These diary entries make up a year which did not exist, they are comprised over a number of years but that should not detract from what this book actually gives us, it shows us the glory of the English countryside throughout its seasons, its evolution and, sadly, its destruction. Only someone so in tune with nature and its gift to us could notice the worn mahogany banister rails at Paddington Station with such detail, even in the most urban of environments he looked for and found something nature has given us and gradually neglected. The entries are charming and give us a real sense of the man and what he loved most, one wonderful paragraph details how he found a country spider on his rucksack whilst walking through London, when most of us would swipe it away he was happy to find it had accompanied him on his train journey back to Suffolk before escaping onto his study desk and finally through an open window and into his garden.
In what I presume was a period before he met Alison Hastie one entry highlighted a bout of loneliness within a busy life, I found it touching and telling: “I need someone to fold the sheet; someone to take the other end of the sheet and walk towards me and fold once, then step back, fold and walk towards me again. We all need someone to fold the sheet. Someone to hitch on the coat at the neck. Someone to put on the kettle. Someone to dry up while I wash”

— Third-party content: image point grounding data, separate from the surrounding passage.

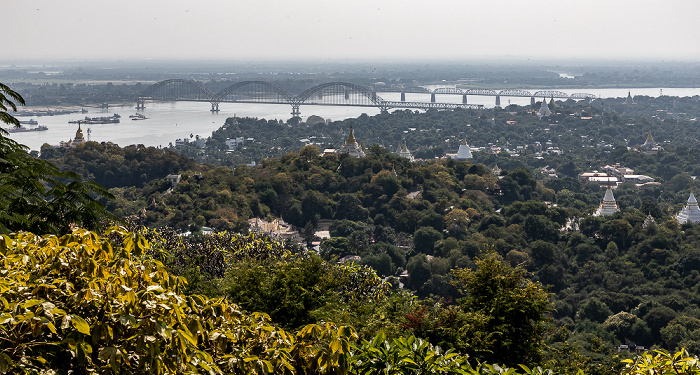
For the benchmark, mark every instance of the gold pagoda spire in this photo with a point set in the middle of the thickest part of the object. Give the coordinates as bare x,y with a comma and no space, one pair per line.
351,137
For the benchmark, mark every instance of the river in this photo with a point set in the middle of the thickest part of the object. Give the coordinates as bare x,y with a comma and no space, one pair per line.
167,122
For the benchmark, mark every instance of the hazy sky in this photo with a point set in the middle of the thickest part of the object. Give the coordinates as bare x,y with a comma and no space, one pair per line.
351,29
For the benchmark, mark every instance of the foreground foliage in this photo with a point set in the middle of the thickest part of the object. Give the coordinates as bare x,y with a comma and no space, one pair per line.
662,362
87,304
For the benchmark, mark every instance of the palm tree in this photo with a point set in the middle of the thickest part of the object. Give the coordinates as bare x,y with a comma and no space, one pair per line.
8,97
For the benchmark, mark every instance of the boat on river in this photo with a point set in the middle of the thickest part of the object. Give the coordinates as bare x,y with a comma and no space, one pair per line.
114,119
22,129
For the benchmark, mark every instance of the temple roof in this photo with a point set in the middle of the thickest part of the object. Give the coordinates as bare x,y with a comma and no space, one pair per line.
650,138
351,137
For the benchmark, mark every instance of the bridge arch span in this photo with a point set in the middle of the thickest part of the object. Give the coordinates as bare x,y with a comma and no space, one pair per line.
254,91
355,94
515,92
552,94
448,90
177,89
582,95
481,92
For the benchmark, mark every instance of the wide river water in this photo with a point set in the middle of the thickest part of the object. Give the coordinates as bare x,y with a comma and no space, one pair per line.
167,122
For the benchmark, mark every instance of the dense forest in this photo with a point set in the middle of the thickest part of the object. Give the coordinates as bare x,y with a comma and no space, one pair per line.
501,268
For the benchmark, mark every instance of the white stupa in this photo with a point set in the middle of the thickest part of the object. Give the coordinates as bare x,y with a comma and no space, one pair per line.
544,109
691,211
464,153
404,152
352,147
608,206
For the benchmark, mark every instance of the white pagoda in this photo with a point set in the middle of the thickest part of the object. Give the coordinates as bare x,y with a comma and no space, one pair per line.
405,153
351,146
464,153
544,109
650,146
608,206
691,211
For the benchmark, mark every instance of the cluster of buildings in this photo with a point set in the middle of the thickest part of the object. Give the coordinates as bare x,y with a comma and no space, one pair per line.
688,214
613,175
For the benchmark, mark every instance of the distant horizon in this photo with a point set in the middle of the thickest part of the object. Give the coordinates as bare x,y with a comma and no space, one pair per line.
357,30
477,61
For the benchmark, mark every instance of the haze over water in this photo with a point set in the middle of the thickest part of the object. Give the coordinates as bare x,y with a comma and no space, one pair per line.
169,121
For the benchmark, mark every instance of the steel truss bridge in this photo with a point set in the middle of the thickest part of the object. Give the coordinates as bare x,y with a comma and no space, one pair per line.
332,94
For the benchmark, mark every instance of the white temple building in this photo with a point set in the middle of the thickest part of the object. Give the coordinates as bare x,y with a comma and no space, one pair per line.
544,109
78,140
608,206
351,146
464,153
650,146
689,213
405,153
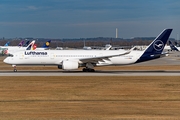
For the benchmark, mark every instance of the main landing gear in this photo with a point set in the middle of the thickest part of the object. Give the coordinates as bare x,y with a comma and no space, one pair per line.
14,66
89,68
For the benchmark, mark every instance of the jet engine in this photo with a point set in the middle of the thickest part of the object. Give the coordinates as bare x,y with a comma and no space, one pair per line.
70,65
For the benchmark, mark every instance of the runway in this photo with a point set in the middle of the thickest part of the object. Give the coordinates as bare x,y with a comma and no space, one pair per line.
97,73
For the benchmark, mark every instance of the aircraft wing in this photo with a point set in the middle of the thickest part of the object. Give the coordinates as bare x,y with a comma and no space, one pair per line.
101,58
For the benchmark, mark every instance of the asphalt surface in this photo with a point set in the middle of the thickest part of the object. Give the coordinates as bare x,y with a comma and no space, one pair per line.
172,59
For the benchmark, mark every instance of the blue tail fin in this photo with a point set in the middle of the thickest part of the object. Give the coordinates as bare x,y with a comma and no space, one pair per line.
46,45
30,46
26,44
156,47
172,46
21,43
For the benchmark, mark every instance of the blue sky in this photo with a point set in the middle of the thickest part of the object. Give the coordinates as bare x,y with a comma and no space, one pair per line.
88,18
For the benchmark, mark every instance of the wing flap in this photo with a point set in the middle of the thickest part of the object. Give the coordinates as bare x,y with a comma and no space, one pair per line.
101,58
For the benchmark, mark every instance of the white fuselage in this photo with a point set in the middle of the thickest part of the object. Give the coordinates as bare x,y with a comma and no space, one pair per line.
55,57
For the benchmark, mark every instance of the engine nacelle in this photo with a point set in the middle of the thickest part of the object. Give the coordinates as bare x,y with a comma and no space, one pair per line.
70,65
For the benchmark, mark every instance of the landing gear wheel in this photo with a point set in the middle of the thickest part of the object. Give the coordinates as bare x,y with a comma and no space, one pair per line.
88,70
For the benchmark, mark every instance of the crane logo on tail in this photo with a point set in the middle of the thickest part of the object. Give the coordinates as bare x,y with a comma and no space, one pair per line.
158,45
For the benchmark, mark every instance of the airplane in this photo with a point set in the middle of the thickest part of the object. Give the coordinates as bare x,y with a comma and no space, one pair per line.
173,47
7,44
32,46
73,59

After reading this one would hope for another volume, the author’s archive is now in the hands of the University of Anglia and his friend, the writer Robert Macfarlane was made his literary executor. There must surely be more material for us to enjoy, like Macfarlane, his writing becomes ever more important as the damage to our environment both locally and globally continues. We can all do our bit with a piece of land no matter what the size and encourage new and existing green pathways to cut through the steel and concrete. We can switch off our mobiles and tablets for a moment and breathe in what is left of the air which our trees and plants provide before it’s too late. We owe it to the likes of Deakin and those who fought to preserve our natural heritage.